Dans notre numéro de cet été, nous vous avions déjà parlé de cette économie, à moitié parallèle, qui se développe autour des jeux en ligne. Un…

Dans notre numéro de cet été, nous vous avions déjà parlé de cette économie, à moitié parallèle, qui se développe autour des jeux en ligne. Un récent article de Libération revient sur la condition de ces joueurs
professionnels chinois, payés de 50 à 100 euros par mois pour rester toute la journée rivés à WoW et autres jeux de rôle massivement multijoueurs, ce pour le compte d’Occidentaux prêts à débourser jusqu’à 500 dollars afin de
gagner des pièces d’or ou faire progresser leur personnage jusqu’aux plus hauts niveaux.
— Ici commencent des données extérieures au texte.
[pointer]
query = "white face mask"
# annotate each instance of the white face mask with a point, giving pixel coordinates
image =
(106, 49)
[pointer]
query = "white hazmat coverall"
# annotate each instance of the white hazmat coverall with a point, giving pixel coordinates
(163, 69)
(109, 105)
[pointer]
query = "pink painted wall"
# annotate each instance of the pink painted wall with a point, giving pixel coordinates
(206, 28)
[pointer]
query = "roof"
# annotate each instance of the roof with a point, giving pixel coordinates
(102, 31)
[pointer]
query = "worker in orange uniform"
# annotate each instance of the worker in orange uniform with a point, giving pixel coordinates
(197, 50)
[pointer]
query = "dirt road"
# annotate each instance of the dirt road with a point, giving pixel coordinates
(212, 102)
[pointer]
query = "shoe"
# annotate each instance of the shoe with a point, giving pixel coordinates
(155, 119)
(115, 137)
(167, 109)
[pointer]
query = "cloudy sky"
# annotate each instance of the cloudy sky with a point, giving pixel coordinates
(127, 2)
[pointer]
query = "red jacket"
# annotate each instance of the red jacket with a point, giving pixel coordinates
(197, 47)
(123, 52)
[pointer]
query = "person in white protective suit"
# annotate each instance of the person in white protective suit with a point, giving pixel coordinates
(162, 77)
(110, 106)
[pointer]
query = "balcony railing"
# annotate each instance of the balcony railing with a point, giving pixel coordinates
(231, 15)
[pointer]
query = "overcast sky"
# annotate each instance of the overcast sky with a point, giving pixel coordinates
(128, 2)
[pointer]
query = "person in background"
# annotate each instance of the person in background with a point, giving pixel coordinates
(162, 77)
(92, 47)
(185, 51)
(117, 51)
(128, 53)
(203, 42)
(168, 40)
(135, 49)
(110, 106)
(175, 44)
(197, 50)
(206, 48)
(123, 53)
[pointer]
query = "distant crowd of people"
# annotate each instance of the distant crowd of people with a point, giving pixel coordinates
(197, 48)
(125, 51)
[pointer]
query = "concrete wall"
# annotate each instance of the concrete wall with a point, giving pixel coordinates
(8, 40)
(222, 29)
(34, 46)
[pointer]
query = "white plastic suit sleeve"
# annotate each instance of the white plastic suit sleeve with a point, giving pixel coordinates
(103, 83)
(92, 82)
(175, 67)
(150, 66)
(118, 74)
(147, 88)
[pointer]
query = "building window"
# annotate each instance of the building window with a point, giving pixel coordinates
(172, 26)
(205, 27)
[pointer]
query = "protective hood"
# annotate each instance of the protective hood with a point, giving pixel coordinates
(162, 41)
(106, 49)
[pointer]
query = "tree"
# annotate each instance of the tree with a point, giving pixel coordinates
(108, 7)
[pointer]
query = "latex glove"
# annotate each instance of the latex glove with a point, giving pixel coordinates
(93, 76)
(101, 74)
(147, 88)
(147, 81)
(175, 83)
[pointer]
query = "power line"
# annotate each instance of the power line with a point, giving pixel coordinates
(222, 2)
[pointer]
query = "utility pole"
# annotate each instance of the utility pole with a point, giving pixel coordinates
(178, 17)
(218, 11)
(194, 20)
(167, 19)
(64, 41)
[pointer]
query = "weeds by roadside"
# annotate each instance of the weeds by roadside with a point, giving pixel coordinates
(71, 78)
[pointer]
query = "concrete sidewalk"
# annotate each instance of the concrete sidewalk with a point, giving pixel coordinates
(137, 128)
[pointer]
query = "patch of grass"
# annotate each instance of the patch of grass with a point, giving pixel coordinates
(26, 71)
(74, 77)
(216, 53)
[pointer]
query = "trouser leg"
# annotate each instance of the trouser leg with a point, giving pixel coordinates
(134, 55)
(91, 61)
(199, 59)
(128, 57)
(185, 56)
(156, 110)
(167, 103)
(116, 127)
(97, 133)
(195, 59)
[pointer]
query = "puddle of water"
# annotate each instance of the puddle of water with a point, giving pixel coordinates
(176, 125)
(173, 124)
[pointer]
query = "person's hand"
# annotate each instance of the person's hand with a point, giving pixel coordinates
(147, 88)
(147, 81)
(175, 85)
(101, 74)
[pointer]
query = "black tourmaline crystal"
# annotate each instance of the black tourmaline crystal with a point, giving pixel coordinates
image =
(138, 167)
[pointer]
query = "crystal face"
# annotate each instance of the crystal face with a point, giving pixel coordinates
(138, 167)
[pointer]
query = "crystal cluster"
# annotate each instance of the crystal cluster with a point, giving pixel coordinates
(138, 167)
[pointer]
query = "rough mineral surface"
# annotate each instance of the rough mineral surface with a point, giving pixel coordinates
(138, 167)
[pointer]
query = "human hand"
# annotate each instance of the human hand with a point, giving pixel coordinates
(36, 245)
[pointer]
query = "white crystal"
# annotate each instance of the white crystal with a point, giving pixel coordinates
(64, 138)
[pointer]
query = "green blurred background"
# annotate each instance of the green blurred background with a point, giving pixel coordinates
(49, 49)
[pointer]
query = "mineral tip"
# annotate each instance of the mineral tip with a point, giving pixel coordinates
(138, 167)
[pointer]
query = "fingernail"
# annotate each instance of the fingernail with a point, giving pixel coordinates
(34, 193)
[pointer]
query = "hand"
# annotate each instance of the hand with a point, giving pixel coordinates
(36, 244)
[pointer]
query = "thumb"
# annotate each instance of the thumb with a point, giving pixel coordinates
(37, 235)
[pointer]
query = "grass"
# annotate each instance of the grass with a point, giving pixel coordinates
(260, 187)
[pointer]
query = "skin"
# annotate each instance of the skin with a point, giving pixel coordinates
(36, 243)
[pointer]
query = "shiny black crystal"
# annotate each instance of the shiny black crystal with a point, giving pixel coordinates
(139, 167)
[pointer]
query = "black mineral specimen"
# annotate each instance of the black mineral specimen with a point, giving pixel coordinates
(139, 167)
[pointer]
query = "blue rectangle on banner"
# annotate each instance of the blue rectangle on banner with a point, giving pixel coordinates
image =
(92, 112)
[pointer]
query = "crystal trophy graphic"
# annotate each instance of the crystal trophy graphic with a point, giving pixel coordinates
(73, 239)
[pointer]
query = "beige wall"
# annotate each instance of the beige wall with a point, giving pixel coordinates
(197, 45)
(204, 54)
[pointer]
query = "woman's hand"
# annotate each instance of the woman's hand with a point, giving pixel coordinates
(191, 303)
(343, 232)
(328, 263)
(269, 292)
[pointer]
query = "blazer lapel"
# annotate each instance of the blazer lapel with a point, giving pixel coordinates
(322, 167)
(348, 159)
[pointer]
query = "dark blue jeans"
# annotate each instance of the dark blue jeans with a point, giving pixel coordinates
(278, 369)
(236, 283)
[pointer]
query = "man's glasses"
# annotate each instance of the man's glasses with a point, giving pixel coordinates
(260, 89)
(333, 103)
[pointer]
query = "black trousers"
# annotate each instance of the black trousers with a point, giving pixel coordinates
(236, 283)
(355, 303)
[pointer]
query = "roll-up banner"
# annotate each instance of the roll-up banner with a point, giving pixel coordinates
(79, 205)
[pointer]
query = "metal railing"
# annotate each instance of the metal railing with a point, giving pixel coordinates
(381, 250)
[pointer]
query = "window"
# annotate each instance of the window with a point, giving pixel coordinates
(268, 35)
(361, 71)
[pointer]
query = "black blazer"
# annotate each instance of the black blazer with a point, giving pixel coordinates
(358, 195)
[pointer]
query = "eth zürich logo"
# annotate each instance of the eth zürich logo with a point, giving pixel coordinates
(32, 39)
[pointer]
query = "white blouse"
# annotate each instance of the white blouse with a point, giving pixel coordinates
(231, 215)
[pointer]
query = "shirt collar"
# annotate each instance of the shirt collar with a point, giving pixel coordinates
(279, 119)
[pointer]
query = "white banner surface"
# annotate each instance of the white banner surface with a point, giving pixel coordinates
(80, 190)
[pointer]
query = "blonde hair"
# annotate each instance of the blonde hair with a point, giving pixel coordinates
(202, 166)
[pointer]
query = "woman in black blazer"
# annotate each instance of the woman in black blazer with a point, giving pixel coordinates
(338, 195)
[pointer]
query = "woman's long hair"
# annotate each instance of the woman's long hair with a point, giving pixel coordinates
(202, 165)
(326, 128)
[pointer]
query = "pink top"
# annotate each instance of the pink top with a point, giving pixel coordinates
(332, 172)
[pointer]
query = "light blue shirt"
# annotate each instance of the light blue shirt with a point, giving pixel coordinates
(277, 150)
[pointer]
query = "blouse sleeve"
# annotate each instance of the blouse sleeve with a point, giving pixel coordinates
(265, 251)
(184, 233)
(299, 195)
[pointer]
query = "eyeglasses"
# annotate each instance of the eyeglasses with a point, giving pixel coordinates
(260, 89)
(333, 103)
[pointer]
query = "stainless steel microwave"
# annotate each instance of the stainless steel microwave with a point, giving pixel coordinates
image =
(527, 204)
Des dizaines de milliers d’entreprises chinoises de ce genre se partageraient une manne estimée à quelque deux milliards de dollars ; enfin, une petite
partie seulement, les intermédiaires occidentaux (essentiellement américains) prélevant la part du lion, comme dans l’économie des biens réels. Que la Chine soit devenue l’usine du monde virtuel comme elle est celle du monde réel (notamment pour la
production de biens électroniques, des iPod aux téléphones mobiles en passant par les ordinateurs) n’est pas étonnant. D’autant que pour les jeunes Chinois, c’est un travail comme un autre, et plutôt moins dur que celui des ateliers. Ce qui surprend
vraiment, c’est la motivation des acheteurs. C’est que le jeu, l’action humaine a priori la plus gratuite qui soit, puisse être à ce point saisi par la marchandisation, jusqu’à institutionnaliser une économie du trucage. Comme si vous payiez un
professionnel pour jouer aux cartes à votre place contre des amateurs, et reveniez rafler la mise au dernier pli ! Si encore il y avait quelque chose à gagner à la fin, on pourrait à la rigueur comprendre, mais même pas ! Naïvement, on
croyait que l’intérêt de tels jeux était le plaisir de progresser, de se mesurer aux autres, d’échouer et de recommencer, sans autre enjeu. C’est, heureusement, l’attitude de la plupart des joueurs ! ‘ A vaincre sans
péril, on triomphe sans gloire ‘
, écrivait Corneille. Pourtant, dans un monde virtuel où les périls ne sont pas réels et la gloire illusoire, puisque personne ne vous connaît vraiment, des millions d’individus sont prêts à
jeter de l’argent par les fenêtres pour satisfaire leur ego, sans même le plaisir de l’avoir mérité. Narcisse, réveille-toi, ils sont devenus fous !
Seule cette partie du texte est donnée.